More disturbingly, this ploy plainly demonstrates the minority leadership's desire to pick a political fight over abortion and to muck up the majority's efforts to exercise reliable leadership. By resorting to this sort of obstruction, they have demonstrated just how desperately they want to derail our efforts to legislate responsibly and instead resort to their tired and discredited war-on-women rhetoric to win cheap political points. I am unabashedly pro-life, and I have no qualms whatsoever about debating that issue.
If my colleagues on the other side of the aisle are so desperate to debate that issue and push an extreme plan to overturn the longstanding compromise--that is the law of the land--let us debate such a measure at an appropriate time, but not on this bill. To hold this important human trafficking bill hostage is a deplorable approach.
The minority leader earlier came to the floor and tried to manipulate my words to support his shameful gambit. For all of my colleagues who are tempted by this irresponsible strategy, let me repeat my previous point.
It would be pathetic to hold up this bill. This bill is absolutely critical to families and our children.

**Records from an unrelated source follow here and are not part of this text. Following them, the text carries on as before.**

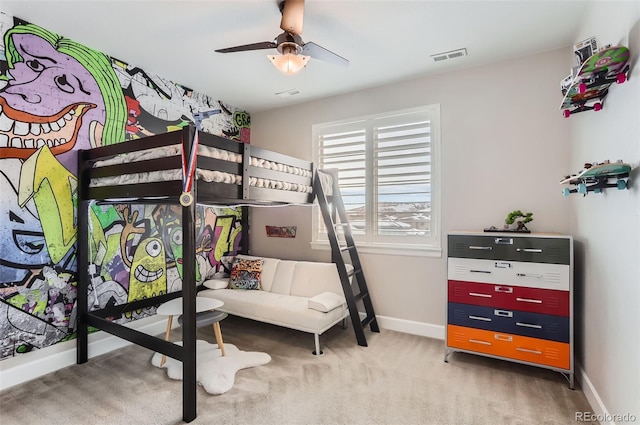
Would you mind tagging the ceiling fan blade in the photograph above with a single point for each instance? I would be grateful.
(254, 46)
(292, 16)
(319, 52)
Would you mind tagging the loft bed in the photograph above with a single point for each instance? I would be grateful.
(216, 171)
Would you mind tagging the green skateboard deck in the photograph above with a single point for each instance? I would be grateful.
(595, 178)
(591, 83)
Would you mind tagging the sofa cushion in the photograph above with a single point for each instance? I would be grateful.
(312, 278)
(326, 301)
(283, 278)
(282, 310)
(268, 270)
(245, 274)
(216, 283)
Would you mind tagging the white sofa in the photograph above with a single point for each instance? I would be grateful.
(302, 295)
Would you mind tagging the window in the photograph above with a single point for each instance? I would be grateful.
(388, 175)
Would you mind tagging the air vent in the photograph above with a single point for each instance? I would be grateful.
(438, 57)
(288, 93)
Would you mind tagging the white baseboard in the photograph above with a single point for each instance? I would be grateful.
(411, 327)
(26, 367)
(599, 409)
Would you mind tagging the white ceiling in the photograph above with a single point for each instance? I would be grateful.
(385, 41)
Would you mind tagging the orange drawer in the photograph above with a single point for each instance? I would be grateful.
(534, 350)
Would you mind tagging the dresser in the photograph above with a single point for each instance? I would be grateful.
(510, 296)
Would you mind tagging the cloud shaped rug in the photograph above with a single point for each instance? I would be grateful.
(214, 372)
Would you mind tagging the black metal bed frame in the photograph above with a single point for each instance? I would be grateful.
(169, 193)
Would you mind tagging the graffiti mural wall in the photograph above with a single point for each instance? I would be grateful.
(58, 96)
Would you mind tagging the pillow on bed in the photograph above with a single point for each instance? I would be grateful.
(245, 274)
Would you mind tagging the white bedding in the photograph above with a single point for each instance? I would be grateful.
(201, 174)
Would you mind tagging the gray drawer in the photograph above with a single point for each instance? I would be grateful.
(511, 248)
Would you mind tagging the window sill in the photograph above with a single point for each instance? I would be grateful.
(402, 250)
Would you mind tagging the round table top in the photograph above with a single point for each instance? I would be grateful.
(174, 307)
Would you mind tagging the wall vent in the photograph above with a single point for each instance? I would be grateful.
(449, 55)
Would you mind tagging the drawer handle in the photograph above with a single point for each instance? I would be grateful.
(505, 289)
(475, 294)
(528, 300)
(477, 341)
(484, 319)
(526, 350)
(535, 276)
(507, 338)
(528, 325)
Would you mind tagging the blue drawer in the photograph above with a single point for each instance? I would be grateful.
(535, 325)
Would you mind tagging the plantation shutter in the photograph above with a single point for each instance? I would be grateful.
(344, 148)
(402, 175)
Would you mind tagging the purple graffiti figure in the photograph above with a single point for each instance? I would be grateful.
(57, 94)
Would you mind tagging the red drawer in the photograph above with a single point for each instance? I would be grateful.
(535, 300)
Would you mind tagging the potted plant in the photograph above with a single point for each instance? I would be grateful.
(513, 217)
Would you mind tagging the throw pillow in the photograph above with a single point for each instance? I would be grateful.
(245, 274)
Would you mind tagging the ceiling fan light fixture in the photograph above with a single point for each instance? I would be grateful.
(289, 63)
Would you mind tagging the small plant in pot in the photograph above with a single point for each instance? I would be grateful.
(513, 217)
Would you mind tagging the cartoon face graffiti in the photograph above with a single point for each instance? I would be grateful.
(175, 238)
(23, 244)
(52, 97)
(148, 275)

I cannot believe the Senate has become so political that my colleagues would raise this issue--this tangential, long-settled issue--at this time--after the same transparently clear language passed unanimously out of the Judiciary Committee.

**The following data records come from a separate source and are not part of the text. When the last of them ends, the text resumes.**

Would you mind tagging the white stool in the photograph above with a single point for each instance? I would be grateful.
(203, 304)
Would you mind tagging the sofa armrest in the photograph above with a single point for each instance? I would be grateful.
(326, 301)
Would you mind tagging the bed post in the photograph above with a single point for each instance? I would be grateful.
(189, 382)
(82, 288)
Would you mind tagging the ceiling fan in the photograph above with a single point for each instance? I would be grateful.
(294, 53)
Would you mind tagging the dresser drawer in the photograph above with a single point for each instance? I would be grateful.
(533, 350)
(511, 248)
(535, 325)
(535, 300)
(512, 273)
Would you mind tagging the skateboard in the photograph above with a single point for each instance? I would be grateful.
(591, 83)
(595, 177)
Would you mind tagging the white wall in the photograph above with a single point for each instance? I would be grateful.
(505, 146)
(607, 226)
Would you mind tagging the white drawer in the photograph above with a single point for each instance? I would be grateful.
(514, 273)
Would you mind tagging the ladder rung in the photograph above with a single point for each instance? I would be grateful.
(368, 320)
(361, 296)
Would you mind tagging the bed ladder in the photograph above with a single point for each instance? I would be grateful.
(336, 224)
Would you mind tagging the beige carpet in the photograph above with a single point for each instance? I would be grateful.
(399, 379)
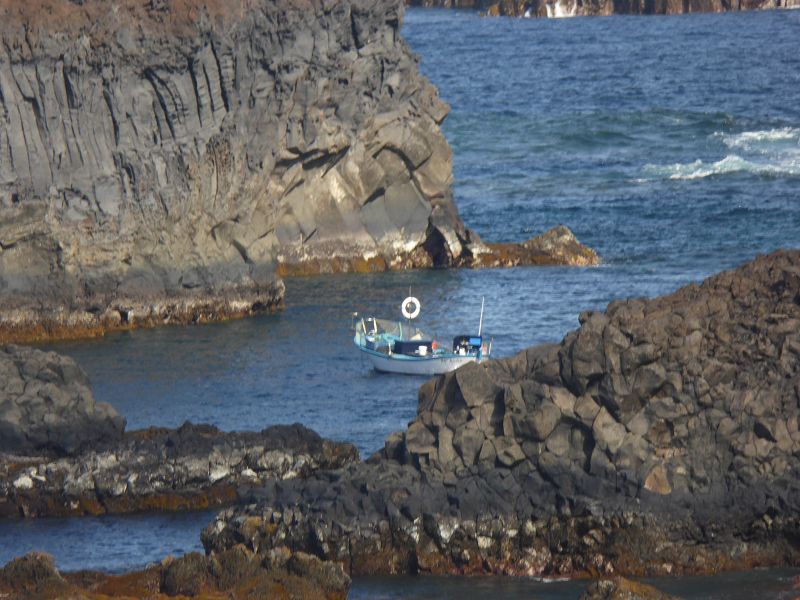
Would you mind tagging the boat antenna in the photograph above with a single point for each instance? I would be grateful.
(480, 324)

For my colleagues to hold up this bill in an effort to seek to impose their extreme policy, to overturn the law of the land that has long enjoyed bipartisan support, to pick a false fight over abortion, or to try to embarrass the majority is itself embarrassing. They ought to be ashamed.
I urge my colleagues in the minority, in the strongest possible terms, to reconsider their position and allow the Senate once again to do the people's business.
Look, all of us are fed up with the delays and the problems of not legislating the way we should in the Senate. All of us are fed up with some of the tactics that have been used, but to use them on a bill such as this? Come on. This is a bill that will make a real difference, and there should not be one Senator in this body voting against it, and they certainly shouldn't vote against it because there is language in there that is the law of the land today.
Yes, many Democrats don't like it. But I don't like them holding up one of the most important bills for children and families and women just so they can make a cheap political point on abortion.
I care a great deal for my colleagues on the other side. They have special concerns just as we have special concerns. They have special challenges just as we have special challenges. But this is one we ought all to agree on. Get it out of the Senate, get it going, and start doing more to stop human trafficking in our society today.
This is something we ought to all quit playing games with. Just pass it, and get it through the Senate and the House.
I suggest the absence of a quorum.
The PRESIDING OFFICER. The clerk will call the roll.
The senior assistant legislative clerk proceeded to call the roll.
Mr. McCONNELL. Mr. President, I ask unanimous consent that the order for the quorum call be rescinded.
The PRESIDING OFFICER. Without objection, it is so ordered.